I made an early wake-up call on channel one this morning, just at sunrise. After coffee, fruit, and muffins we gathered on deck. It was an absolutely lovely morning! The sea was flat calm, the sun lit up fluffy clouds behind us and south of us and to the west we admired the impressive silhouettes of the huge volcanoes of Isabela Island. Naturalist Walter was on the sky deck and I was on the bow in front of the bridge. We pointed out soaring sea birds (the most interesting ones being the endemic dark-rumped petrels) several flying fish and a half dozen fur seals that were heading onto shore after a night’s fishing. Then, at 7:05 a.m., our first officer Victor spied a pod of a couple hundred common dolphins leaping and splashing to the northwest and turned the ship towards them.

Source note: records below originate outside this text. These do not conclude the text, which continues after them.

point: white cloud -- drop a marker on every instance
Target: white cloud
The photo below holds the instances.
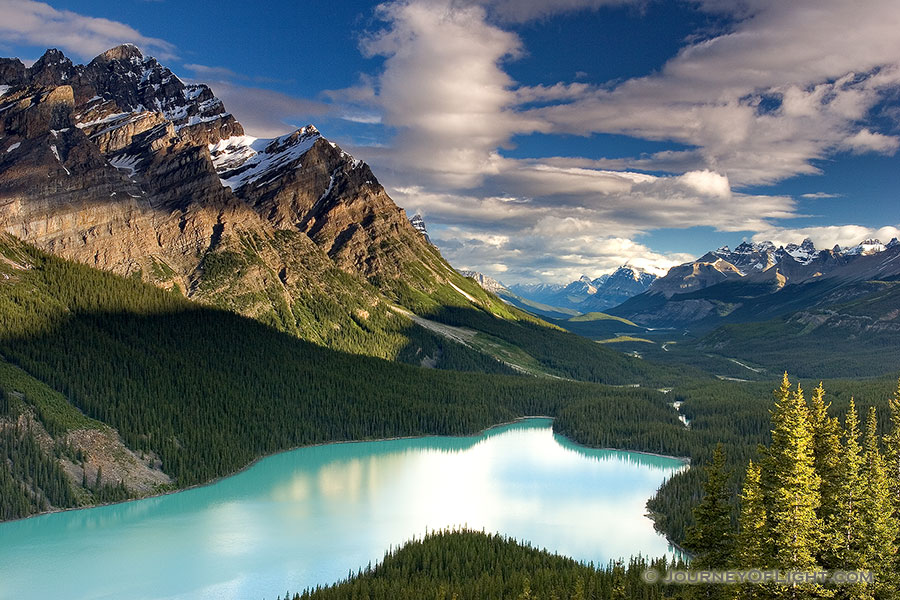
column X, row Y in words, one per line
column 869, row 141
column 828, row 236
column 790, row 84
column 520, row 11
column 825, row 64
column 39, row 24
column 443, row 88
column 708, row 183
column 819, row 195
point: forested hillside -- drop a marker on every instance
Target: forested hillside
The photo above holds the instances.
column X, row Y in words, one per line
column 465, row 565
column 196, row 393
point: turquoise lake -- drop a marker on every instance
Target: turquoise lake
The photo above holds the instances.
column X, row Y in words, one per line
column 308, row 516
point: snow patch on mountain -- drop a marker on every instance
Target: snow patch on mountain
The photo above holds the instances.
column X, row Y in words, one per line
column 243, row 159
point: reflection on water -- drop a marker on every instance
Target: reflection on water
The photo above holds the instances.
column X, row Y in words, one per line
column 308, row 516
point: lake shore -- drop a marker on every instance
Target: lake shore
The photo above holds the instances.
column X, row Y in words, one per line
column 256, row 461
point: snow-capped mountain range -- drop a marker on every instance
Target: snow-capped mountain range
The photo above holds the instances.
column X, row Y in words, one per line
column 762, row 262
column 586, row 294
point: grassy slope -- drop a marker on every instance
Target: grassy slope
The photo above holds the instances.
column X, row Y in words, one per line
column 208, row 391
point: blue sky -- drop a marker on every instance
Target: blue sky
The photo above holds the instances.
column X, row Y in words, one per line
column 543, row 139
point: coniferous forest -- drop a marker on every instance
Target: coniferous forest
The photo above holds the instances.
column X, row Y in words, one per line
column 206, row 392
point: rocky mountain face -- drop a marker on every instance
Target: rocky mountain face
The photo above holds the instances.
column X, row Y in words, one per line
column 589, row 295
column 418, row 222
column 758, row 281
column 120, row 165
column 488, row 283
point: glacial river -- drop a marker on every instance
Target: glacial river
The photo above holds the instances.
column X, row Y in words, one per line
column 308, row 516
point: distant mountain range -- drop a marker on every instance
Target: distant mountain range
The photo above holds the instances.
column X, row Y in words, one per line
column 756, row 281
column 584, row 295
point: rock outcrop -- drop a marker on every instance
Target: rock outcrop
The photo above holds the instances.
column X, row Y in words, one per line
column 120, row 165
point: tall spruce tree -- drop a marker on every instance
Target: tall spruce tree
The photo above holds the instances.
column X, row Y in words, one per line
column 794, row 483
column 711, row 538
column 879, row 527
column 846, row 545
column 753, row 541
column 827, row 453
column 892, row 454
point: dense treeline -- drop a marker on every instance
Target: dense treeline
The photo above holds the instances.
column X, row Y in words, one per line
column 473, row 566
column 30, row 480
column 737, row 415
column 822, row 496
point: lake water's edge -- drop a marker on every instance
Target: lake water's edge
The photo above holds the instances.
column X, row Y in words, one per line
column 302, row 517
column 255, row 461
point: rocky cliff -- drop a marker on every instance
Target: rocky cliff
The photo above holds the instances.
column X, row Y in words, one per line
column 120, row 165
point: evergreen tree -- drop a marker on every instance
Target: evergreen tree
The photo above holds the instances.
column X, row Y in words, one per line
column 892, row 458
column 753, row 543
column 845, row 545
column 711, row 537
column 827, row 451
column 794, row 483
column 878, row 525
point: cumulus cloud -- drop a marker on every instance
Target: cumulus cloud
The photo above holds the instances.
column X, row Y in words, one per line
column 39, row 24
column 788, row 85
column 443, row 88
column 869, row 141
column 521, row 11
column 819, row 195
column 827, row 236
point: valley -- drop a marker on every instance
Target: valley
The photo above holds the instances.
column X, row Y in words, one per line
column 196, row 321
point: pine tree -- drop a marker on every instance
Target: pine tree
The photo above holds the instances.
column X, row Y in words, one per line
column 794, row 483
column 711, row 537
column 892, row 458
column 827, row 451
column 878, row 525
column 845, row 545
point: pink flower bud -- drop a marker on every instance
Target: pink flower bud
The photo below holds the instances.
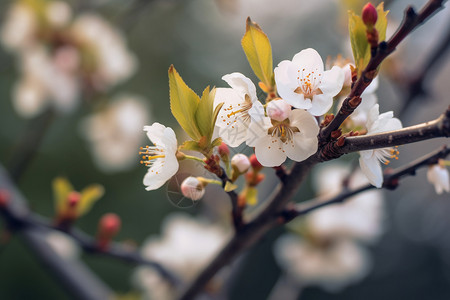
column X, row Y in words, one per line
column 278, row 110
column 369, row 15
column 192, row 188
column 240, row 162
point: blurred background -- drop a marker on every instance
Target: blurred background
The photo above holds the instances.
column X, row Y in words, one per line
column 202, row 39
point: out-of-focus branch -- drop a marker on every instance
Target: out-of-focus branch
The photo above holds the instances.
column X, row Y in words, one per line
column 20, row 219
column 410, row 22
column 439, row 127
column 391, row 181
column 268, row 218
column 73, row 275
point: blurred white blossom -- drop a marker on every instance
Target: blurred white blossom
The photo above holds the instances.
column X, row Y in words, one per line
column 62, row 57
column 114, row 133
column 113, row 61
column 370, row 159
column 186, row 246
column 359, row 217
column 331, row 265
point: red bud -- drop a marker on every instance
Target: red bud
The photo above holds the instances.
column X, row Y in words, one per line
column 369, row 15
column 108, row 227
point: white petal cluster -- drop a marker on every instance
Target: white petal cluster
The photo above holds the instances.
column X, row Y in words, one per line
column 284, row 127
column 161, row 157
column 438, row 176
column 370, row 159
column 296, row 137
column 114, row 133
column 359, row 217
column 331, row 254
column 334, row 267
column 60, row 56
column 185, row 247
column 304, row 84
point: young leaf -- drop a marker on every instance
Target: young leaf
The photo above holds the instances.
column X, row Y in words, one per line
column 204, row 114
column 381, row 24
column 257, row 48
column 358, row 40
column 89, row 196
column 183, row 104
column 61, row 190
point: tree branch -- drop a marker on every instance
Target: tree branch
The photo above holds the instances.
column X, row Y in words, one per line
column 391, row 181
column 410, row 22
column 439, row 127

The dolphins leapt high and splashed down, their cream and gray flanks flashing in the sun. We followed them at a distance and tried our best to snap photos while they were mid-air. Contentedly we filed into the restaurant for a hearty breakfast, and later crowded into the bridge as we crossed the Equator from north to south. We blew the ship’s horn and some of us did the limbo under a red, yellow, and blue line (like Ecuador’s flag) that the guides playfully held for us. I passed out “I crossed the Equator” pins and we are now all officially “shellbacks.”
Captain Garces had his boson drop anchor at the base of the dramatic cliffs of Punta Vicente Roca, Isabela. This large island, shaped like a seahorse, is bigger than all the other islands in the archipelago combined! We explored the area by Zodiacs, counting sea turtles, spying our first flightless cormorants and photographing large “hoards” of marine iguanas and swimming sea lions.
We returned to the ship and donned our snorkeling gear then boarded the Zodiacs and motored into a calm bay where we found dozens of sea turtles. Really, this snorkeling outing was marvelous! There was an incredible concentration and variety of wildlife in the water with us! I have mentioned this before about Punta Vicnete Roca: but where else on earth can one snorkel with animals from 4 different orders? Mammals (sea lions and fur seals), reptiles (sea turtles and marine iguanas), fish of dozens of species (king angels, harlequin wrasse and big fast mackerel) and birds (penguins and cormorants) were all swimming, feeding, and resting all around us!
After lunch and our much appreciated siesta, naturalist Jonathan gave us a talk about the Human History of Galapagos. Once the afternoon had cooled off we boarded the Zodiacs and headed into the coast for a dry landing on the barren lava shores of Fernandina Island. As soon as we began our walk on the pahoehoe lava we were amazed and delighted by the amount of life to be seen and photographed here. Marine iguanas rested on the rocks and were returning from feeding in the sea, the ever charming sea lions nursed pups and snoozed, and flightless cormorants dried their feathers in preparation for the night. As we completed our hike and prepared to come back by Zodiac to the ship, the sun set in a blazing orange ball of fire.